Recently, there has been intense interest in the elucidating the molecular mechanism underlying alcohol dependent modulation of brain proteins (Howard et al., 2011b). In this review, we discuss recent developments in understanding the chemical, physical and structural features of alcohol recognition by GIRK channels and other alcohol-sensitive proteins.

Alcohol modulation of signaling pathways, proteins, and ion channels

Ethanol affects multiple signaling pathways in the brain, including dopamine (DA) (Theile et al., 2011; Ben Hamida et al., 2012; Li et al., 2012), serotonin (Engel and Allan, 1999; Sung et al., 2000; McBride et al., 2004; Rodd et al., 2010), opioids (Marinelli et al., 2010; Walker et al., 2011), corticosteroids (Vendruscolo et al., 2012), adenosine (Nam et al., 2013), and galanin (Lewis et al., 2004) pathways. Originally, ethanol was hypothesized to interact non-specifically with membrane lipids and consequently, alter the function of integral membrane proteins like ion channels (Harris et al., 2008; Howard et al., 2011b). Indeed, ethanol can modify the activity of some lipid kinases (Tong and Sun, 1996). More recently, it has become clear that ethanol can also modulate ion channels through distinct alcohol binding pockets in the channel protein (Harris et al., 2008; Howard et al., 2011b).
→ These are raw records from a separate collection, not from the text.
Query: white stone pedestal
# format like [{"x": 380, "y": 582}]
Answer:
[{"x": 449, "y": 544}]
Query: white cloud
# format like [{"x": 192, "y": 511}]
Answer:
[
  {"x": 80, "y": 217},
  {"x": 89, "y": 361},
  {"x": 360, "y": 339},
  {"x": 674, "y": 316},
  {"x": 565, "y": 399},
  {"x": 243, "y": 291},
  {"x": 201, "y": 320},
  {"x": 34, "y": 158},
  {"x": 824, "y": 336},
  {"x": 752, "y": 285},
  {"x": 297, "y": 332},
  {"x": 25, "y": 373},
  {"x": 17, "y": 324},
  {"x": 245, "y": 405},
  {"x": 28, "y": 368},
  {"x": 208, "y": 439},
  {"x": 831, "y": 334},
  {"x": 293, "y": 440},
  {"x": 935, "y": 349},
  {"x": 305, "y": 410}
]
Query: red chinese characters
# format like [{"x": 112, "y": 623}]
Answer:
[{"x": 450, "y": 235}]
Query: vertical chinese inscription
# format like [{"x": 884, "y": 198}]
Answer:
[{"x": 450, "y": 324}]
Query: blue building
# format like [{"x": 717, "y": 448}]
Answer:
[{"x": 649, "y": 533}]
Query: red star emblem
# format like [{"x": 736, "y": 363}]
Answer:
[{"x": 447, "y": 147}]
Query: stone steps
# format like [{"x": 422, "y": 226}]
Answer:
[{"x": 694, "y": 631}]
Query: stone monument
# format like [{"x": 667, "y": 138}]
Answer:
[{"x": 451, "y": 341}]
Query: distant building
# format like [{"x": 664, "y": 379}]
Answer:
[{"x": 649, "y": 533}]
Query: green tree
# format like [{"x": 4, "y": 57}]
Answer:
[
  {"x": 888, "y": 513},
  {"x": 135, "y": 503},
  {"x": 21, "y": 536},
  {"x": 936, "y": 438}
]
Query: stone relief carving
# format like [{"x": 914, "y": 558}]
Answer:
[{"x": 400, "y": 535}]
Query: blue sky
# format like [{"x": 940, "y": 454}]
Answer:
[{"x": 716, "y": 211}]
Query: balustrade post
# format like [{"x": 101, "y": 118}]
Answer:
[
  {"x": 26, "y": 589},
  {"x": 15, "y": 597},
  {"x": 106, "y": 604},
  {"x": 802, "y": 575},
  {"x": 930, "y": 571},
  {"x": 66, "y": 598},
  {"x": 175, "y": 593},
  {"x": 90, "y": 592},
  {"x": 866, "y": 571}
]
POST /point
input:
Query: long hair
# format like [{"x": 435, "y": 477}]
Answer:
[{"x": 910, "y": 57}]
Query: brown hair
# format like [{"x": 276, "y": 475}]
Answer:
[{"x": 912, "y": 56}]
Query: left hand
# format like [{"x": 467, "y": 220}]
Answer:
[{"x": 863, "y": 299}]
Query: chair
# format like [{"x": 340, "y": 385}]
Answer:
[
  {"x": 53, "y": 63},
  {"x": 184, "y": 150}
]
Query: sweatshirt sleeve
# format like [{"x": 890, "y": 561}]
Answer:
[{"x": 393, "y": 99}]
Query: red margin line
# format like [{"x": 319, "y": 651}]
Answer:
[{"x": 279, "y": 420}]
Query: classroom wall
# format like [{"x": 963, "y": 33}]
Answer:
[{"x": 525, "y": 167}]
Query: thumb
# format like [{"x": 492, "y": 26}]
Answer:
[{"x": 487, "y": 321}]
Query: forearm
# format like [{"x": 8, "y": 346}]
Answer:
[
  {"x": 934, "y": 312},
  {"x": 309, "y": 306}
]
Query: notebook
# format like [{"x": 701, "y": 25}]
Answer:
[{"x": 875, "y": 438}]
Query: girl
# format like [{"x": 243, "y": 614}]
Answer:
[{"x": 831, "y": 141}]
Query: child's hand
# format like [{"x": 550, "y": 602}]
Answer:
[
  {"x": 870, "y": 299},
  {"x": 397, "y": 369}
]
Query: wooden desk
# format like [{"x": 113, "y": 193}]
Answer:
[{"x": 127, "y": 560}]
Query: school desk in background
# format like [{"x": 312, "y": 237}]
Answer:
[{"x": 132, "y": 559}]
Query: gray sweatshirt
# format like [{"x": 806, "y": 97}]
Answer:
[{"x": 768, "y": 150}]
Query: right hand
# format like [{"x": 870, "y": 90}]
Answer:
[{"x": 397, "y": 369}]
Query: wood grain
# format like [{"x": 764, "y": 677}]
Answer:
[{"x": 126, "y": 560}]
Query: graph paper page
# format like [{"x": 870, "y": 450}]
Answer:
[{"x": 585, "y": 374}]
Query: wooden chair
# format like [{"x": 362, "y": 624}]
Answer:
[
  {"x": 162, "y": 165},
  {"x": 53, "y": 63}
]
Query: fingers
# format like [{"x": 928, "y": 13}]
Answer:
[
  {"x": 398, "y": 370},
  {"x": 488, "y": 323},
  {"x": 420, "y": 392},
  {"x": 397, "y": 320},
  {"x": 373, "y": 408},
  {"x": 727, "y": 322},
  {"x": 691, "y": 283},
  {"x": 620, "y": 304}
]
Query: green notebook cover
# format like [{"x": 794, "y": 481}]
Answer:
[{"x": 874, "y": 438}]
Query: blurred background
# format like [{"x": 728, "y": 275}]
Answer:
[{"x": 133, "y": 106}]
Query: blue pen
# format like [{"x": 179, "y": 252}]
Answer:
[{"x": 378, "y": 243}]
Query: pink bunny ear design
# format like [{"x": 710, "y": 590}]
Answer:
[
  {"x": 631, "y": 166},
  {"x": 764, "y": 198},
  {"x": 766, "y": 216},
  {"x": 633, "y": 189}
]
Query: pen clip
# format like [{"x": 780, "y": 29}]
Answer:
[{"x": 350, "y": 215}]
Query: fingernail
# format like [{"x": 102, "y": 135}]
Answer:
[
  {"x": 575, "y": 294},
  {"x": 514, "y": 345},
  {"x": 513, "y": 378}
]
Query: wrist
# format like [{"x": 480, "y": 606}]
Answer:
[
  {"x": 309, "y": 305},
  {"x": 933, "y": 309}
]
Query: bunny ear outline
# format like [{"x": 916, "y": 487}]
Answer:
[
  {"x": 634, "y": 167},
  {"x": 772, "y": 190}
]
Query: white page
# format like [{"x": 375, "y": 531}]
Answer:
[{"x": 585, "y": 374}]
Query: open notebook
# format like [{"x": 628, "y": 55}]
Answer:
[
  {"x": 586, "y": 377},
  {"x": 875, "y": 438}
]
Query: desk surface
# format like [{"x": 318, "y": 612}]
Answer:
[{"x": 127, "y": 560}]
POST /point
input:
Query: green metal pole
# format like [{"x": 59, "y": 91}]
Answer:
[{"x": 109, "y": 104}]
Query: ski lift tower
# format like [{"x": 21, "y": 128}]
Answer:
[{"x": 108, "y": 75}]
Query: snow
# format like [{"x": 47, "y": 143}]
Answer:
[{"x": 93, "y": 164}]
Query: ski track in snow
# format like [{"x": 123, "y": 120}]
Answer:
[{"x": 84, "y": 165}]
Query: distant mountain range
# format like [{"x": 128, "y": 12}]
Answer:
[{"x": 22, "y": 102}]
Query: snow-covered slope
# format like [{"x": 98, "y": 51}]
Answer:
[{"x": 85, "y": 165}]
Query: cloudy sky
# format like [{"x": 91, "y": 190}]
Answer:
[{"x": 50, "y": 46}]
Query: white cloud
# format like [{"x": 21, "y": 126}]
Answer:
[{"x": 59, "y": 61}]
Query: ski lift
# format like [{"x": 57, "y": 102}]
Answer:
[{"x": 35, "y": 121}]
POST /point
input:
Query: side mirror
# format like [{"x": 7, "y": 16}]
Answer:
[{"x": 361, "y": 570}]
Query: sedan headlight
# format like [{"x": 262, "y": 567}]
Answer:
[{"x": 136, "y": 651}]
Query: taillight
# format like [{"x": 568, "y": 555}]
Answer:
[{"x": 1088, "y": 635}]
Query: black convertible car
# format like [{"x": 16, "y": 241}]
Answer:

Alcohol has been reported to affect several ion channels in the brain. For example, ethanol modulates GABAA (Mihic et al., 1994) glycine receptors (Mihic et al., 1997), Ca2+-dependent K+ channels (Dopico et al., 1998), and acetylcholine receptors (Cardoso et al., 1999), while ethanol inhibits NMDA receptors (Lovinger et al., 1989). In spite of widely documented effects of alcohol on ion channels and receptors, the demonstration of a direct interaction with an ion channel has been elusive. Unlike canonical ligands that saturate a physical binding site, it has been difficult to show saturation of the alcohol binding pocket because the modulatory effects of ethanol occur in the milliMolar range; saturation would not be evident until ethanol reaches hundreds of milliMolar (>300 mM).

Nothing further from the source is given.